Halloween isn’t always about the scares. (Okay, maybe it is.) But every so often, you stumble across a horror flick that does something new with the genre. Joss Whedon and Drew Goddard 2012 horror flick The Cabin in the Woods checks all the boxes.
At first glance The Cabin in the Woods boasts a conventional cast of the usual horror movie characters, setting off on the usual ominous venture into the woods. Horror movie veterans can already smell Whedon and Goddard’s Friday the 13th and The Evil Dead influences from here. What the unsuspecting group of rag-tag students don’t know is they are all puppets to a corporation pulling their strings to appease an unknown (but notably powerful) entity. The trick of the game is to torment the victims with horror conventions until their inevitable demise.

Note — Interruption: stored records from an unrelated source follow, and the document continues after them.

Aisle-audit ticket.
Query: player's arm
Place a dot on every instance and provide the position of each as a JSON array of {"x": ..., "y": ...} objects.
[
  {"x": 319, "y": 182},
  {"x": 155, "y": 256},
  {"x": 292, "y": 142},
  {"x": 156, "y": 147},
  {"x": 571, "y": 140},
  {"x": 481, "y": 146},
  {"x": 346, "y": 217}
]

This is where things get interesting. The stereotypes are set in place: the dumb blond (Anna Hutchison), her jock boyfriend (a pre-Thor Chris Hemsworth), the nerd (Jesse Williams), the fool (Fran Kranz) and the virgin (Kristen Connolly). Each one of them are being watched by hundreds of people, waiting with bated breath for them to slip up and get the axe. Whedon is well-known by now for works that subvert expectations. He created Buffy the Vampire Slayer as a way to negate the dumb blond cheerleader trope, after all. So there’s no surprise here that he and Goddard throw us a curveball by writing a horror movie not about hapless victims, but about us. We are the voyeuristic corporation that sits on the edge of their seats, munching popcorn by the handful, placing bets and yelling at the screen during moments of high tension. This is us, the horror movie viewers, and we must be appeased.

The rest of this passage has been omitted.